Looking back on the way things have played out for Yahoo, my conclusions in looking at the records of both CEOs are that

(1)    Mayer has gotten way too much of a pass from investors and the press because of the soaring value of Alibaba in the last 4 years. The core business has lost almost $8 billion in value and she should really start justifying how her turnaround plan is going to take hold.  She has yet to get any tough questions from investors or the press and, as a result, hasn’t answered them.  Mayer of course does anything in her power to avoid tough questions. She grants press interviews only sparingly and because of that gets the reporters to play ball with her with easier questions.

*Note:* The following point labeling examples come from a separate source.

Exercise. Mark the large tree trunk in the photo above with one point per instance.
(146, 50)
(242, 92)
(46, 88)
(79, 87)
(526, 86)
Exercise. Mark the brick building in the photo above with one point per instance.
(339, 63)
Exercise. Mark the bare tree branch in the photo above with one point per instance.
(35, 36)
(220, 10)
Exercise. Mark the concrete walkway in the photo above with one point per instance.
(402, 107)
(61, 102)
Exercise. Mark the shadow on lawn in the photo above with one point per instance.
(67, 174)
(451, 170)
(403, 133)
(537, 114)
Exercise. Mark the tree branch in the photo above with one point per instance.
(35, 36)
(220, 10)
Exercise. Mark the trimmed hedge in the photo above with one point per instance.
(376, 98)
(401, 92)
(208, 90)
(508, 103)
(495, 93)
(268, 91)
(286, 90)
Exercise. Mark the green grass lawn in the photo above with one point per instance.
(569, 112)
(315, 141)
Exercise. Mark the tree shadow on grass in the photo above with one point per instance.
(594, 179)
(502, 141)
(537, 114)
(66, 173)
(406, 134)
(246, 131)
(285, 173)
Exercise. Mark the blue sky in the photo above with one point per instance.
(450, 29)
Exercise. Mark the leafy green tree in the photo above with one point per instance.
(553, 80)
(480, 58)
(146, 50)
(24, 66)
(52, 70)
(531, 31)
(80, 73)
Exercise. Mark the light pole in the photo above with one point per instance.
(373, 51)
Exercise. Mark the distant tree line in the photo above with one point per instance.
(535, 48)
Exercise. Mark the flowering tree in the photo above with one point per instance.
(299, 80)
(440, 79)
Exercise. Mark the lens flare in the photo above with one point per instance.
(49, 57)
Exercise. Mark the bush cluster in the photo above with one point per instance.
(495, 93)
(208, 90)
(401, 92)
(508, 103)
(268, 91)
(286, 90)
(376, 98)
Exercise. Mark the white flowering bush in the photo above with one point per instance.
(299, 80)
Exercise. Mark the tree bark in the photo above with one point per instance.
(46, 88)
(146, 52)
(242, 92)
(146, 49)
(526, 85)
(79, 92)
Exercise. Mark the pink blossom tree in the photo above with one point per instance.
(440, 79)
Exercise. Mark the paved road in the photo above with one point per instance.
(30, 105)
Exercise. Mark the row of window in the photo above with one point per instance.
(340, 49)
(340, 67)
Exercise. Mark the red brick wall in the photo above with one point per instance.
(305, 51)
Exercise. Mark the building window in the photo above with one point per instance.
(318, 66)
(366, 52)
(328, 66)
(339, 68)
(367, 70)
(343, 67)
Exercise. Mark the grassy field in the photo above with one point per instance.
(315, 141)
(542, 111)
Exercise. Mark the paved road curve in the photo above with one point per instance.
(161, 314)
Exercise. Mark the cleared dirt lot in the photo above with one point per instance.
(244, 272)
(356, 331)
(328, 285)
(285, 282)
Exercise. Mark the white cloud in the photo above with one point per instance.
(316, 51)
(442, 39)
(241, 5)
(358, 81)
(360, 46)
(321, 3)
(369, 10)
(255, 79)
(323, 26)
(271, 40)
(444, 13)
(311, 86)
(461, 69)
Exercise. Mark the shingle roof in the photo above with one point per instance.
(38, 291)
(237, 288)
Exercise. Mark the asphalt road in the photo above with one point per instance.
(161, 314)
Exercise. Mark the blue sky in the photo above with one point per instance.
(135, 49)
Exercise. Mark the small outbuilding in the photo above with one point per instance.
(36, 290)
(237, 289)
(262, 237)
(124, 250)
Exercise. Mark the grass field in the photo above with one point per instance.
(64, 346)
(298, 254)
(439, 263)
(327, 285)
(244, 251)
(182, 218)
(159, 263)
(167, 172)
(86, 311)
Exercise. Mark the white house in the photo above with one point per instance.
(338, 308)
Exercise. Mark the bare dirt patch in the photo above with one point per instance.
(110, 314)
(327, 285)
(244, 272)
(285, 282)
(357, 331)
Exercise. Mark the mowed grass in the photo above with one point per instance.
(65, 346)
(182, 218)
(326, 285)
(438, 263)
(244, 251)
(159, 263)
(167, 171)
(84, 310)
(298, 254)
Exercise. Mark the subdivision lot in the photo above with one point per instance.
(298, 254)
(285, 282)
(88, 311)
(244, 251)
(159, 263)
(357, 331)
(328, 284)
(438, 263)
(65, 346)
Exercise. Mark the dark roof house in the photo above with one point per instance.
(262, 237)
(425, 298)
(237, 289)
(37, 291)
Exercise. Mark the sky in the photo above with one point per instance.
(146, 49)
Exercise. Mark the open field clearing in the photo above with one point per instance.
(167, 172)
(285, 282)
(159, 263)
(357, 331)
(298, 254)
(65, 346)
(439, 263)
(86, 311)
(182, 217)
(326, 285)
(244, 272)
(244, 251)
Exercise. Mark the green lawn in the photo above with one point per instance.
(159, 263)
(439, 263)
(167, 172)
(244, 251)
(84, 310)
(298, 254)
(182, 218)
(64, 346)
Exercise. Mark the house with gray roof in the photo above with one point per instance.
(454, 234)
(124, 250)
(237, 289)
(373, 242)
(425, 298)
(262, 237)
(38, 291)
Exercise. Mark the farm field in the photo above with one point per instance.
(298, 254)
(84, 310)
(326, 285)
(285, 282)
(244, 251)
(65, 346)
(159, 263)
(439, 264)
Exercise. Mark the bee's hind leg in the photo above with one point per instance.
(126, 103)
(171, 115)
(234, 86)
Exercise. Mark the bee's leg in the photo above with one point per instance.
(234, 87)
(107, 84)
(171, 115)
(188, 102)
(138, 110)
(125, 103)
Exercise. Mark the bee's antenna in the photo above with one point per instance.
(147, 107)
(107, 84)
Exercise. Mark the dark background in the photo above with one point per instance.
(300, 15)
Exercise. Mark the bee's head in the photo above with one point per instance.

(2)    Bartz was run out of town too quickly (and I criticized her a lot in her last year).  She was bright. She had a computer science degree – unlike her successor.  I would take the team she put together around her vs. this one that Mayer has assembled.  Bartz had 10 or so direct reports and empowered them to run with the ball. Mayer has 30 direct reports and wants to get into the nitty-gritty of all decisions (even to the extent of personally designing the new corporate logo – when Rome is burning).  Bartz’s business started to double-dip in 2011 and that, with the lag in the stock price compared to Nasdaq, did her in.  Bartz wasn’t perfect.  But, if we’re being totally honest, in hindsight the lag in the core business under either Bartz or Mayer had nothing to do with what the stock price would ultimately do.  Alibaba saved this stock – not Mayer. Whether the core business itself can be saved is still up for grabs.

(3)    If you want to pin blame on lost shareholder value as it relates to Yahoo, you can’t have this discussion about Bartz and Mayer without also discussing the Yahoo board that agreed to whittle down its 40% stake in Alibaba down to 15% while SoftBank never sold a share.  The board of Roy Bostock and Patti Hart removed Bartz, approved selling down the stake, and hired Scott Thompson (with no background check apparently, as it would have flagged Stonehill College) in a mad cap year which left a double-dipping core business dipping further.  Sure Mayer’s core business is worth nearly $8 billion less today than when Bartz was removed, but that Bostock/Hart board had an asset which would be worth $86 billion today had they kept it.  They got less than half of that value out of it. Of course, they spun it like the had to do it. Someone forgot to tell Masa.

It’s been 2 years and 9 months since Marissa Mayer started as Yahoo CEO, the same amount of time Carol Bartz got.  Both should be judged fairly for what they have accomplished during their tenures.